Once again, the high-progesterone group had about half the number of double ovulations compared to the low-progesterone group. So does this mean twins might be a major culprit in embryonic losses? This study did not provide direct evidence, but it certainly provided the impetus for scientists to study this phenomenon more closely.

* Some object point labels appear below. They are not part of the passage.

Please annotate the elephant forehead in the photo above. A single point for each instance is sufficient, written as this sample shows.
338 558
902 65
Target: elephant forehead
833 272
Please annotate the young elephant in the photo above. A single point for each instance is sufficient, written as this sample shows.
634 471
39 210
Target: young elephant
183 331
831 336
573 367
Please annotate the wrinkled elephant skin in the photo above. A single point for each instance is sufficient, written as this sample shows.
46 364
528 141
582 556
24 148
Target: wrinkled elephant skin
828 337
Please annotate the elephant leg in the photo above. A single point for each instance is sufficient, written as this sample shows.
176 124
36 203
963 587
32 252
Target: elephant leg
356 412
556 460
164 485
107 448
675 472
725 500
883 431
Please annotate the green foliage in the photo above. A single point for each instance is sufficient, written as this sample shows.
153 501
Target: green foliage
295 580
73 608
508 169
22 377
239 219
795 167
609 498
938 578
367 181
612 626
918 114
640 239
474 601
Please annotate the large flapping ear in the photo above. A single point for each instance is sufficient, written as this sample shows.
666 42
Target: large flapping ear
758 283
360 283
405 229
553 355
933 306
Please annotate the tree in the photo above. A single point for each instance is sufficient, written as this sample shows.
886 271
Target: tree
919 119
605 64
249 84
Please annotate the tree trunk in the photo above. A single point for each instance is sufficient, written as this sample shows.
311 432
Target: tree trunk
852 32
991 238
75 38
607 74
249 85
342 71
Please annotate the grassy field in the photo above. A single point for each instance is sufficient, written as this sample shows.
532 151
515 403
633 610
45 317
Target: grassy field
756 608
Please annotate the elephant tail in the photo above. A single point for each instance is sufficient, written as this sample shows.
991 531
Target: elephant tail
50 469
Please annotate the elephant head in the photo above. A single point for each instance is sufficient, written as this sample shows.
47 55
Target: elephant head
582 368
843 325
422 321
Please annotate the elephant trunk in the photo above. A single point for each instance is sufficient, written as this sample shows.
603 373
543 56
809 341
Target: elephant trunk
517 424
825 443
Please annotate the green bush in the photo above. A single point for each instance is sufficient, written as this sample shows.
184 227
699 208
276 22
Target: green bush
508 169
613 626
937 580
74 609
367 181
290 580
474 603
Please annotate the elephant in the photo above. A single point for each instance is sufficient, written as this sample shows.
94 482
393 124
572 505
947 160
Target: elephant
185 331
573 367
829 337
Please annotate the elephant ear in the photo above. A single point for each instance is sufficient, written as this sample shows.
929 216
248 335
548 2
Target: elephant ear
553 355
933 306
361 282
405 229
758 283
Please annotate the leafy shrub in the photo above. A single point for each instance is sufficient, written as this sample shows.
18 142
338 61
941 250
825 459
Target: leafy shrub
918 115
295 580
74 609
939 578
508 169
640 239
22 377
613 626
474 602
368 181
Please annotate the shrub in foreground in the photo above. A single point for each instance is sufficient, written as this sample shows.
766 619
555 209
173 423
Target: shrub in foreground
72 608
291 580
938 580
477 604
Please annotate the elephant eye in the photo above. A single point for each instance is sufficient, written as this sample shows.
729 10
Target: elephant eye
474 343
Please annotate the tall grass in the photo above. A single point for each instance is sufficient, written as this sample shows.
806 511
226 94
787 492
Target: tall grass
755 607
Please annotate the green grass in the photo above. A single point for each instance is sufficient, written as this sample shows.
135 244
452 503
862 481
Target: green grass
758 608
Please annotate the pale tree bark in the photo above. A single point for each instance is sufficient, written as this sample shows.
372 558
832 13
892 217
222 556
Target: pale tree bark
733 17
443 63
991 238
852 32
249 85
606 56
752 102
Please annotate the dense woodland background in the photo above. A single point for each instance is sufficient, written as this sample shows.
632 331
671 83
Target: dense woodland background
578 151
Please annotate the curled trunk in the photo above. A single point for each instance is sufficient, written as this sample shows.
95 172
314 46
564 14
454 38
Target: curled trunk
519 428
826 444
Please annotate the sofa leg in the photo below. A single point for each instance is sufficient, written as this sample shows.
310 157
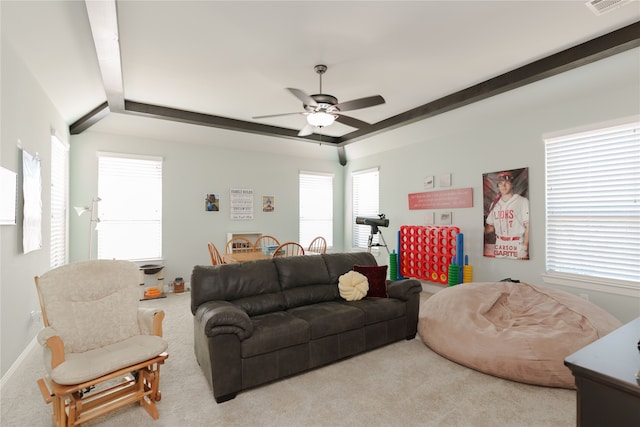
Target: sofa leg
226 397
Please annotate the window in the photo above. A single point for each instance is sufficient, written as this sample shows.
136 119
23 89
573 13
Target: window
59 197
130 210
365 204
593 206
316 207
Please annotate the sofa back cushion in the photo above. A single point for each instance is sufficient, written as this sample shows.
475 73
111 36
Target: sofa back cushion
338 264
251 285
305 280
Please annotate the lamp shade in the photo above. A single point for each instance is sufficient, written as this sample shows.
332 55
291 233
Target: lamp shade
320 119
81 209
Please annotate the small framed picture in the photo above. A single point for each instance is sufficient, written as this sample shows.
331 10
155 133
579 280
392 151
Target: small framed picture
211 202
429 218
268 204
428 182
445 180
445 218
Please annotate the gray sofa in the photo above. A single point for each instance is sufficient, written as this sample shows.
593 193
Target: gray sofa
259 321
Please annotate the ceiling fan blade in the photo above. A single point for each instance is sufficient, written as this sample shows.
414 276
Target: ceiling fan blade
307 130
275 115
350 121
306 99
356 104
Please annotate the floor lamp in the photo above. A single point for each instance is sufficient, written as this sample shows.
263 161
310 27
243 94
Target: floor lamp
93 219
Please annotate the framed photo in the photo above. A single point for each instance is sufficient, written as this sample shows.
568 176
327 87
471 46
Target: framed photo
506 214
211 202
429 218
445 180
268 204
428 182
445 218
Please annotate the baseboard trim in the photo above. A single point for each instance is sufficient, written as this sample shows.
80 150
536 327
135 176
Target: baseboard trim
14 367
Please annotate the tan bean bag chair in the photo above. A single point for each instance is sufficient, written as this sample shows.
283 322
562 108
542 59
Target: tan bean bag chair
516 331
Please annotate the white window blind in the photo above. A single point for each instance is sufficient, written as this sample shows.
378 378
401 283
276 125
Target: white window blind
316 207
59 197
593 204
130 210
365 203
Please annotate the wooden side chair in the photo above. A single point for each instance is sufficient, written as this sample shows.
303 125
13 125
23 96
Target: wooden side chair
266 244
239 244
318 245
97 337
216 258
288 249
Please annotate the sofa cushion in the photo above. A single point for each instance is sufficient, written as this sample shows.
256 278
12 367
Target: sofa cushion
295 272
329 318
338 263
261 304
230 282
274 331
377 277
379 309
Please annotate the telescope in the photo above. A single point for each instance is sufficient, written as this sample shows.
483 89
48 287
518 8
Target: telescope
374 223
381 221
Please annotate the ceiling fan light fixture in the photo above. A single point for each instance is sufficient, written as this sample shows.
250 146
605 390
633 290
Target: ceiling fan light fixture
321 119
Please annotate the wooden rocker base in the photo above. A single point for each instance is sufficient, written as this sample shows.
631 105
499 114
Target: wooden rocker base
73 405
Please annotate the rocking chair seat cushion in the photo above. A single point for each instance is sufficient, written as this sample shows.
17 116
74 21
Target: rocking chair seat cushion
80 367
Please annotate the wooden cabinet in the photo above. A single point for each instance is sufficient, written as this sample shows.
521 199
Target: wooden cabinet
606 379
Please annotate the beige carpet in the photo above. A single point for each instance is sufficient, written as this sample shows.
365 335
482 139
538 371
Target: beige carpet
403 384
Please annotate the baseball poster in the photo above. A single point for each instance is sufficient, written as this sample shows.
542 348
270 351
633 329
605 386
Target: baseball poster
506 214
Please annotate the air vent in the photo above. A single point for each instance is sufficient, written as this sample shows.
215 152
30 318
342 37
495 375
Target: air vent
600 7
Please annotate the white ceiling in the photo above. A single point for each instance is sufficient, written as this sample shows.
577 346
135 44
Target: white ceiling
234 59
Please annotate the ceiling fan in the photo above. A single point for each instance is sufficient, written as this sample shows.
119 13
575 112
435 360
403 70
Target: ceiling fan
322 109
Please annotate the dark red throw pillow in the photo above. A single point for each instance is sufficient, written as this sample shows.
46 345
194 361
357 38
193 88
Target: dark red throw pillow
377 277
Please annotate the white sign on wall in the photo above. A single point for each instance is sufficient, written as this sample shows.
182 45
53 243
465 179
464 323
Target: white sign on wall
241 203
8 191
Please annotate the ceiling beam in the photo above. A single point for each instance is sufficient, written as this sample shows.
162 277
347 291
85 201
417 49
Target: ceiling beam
166 113
585 53
103 19
89 119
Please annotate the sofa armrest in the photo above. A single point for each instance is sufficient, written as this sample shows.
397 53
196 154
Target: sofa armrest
403 289
223 317
150 321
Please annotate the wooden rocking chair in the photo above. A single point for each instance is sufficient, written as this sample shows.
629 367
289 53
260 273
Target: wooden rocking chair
102 351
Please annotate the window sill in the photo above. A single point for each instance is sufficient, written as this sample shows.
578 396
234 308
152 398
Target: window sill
611 286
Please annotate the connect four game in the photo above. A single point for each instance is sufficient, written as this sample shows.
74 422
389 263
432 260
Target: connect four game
427 251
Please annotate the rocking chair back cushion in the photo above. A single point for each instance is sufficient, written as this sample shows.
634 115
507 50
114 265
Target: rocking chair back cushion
92 304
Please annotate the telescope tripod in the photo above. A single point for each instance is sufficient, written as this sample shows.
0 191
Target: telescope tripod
375 230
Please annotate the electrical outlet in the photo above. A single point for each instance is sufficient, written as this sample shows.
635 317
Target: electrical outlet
36 316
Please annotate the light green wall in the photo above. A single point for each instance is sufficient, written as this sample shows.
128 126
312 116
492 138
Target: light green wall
506 132
27 119
502 132
189 172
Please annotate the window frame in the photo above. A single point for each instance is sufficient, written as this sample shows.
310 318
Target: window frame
590 281
111 216
324 210
58 241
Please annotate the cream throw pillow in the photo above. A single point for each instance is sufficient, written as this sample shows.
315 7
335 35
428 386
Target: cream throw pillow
353 286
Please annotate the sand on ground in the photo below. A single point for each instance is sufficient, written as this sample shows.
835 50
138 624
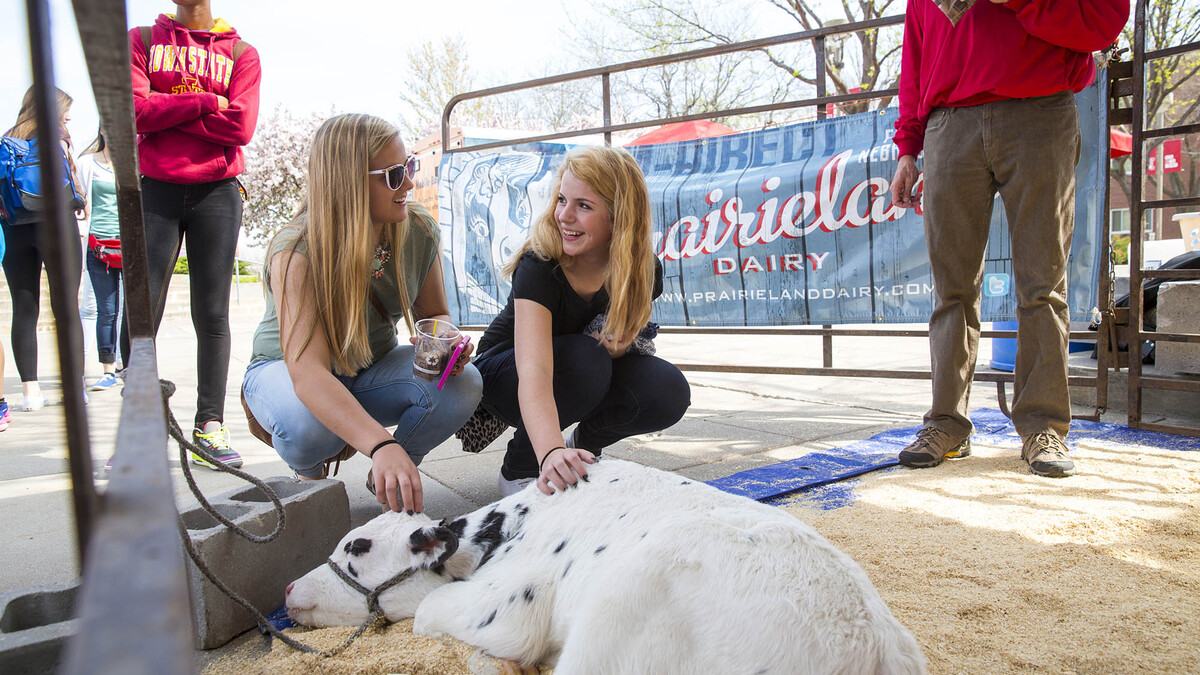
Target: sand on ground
991 568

New data was presented this past summer at the American Dairy Science Association annual meeting on the effect of progesterone on pregnancy losses in lactating dairy cows. This study was conducted at Nobis Dairy, a 1,000-cow operation in St. Johns, Michigan.
The university researchers manipulated levels of progesterone prior to A.I. so that cows had either high or low circulating concentrations of progesterone prior to the final PG of Ovsynch. Then losses were evaluated at specific periods of pregnancy following A.I.
Higher losses in cowscarrying twins
It was quite clear from this double ovulations study, that likely produced twins were responsible for a significant amount of pregnancy loss. Cows were two times more likely to have pregnancy loss between days 35 and 56 post-A.I. if they had double ovulations compared to cows that ovulated a single follicle.
A majority of the losses in the double-ovulation group were due to cows with both ovulations on the same ovary. If twins develop from the double ovulations on the same ovary (unilateral), there would be more crowding in that particular uterine horn and a greater chance for loss compared to an embryo/fetus developing in each horn from ovulations from both ovaries (bilateral).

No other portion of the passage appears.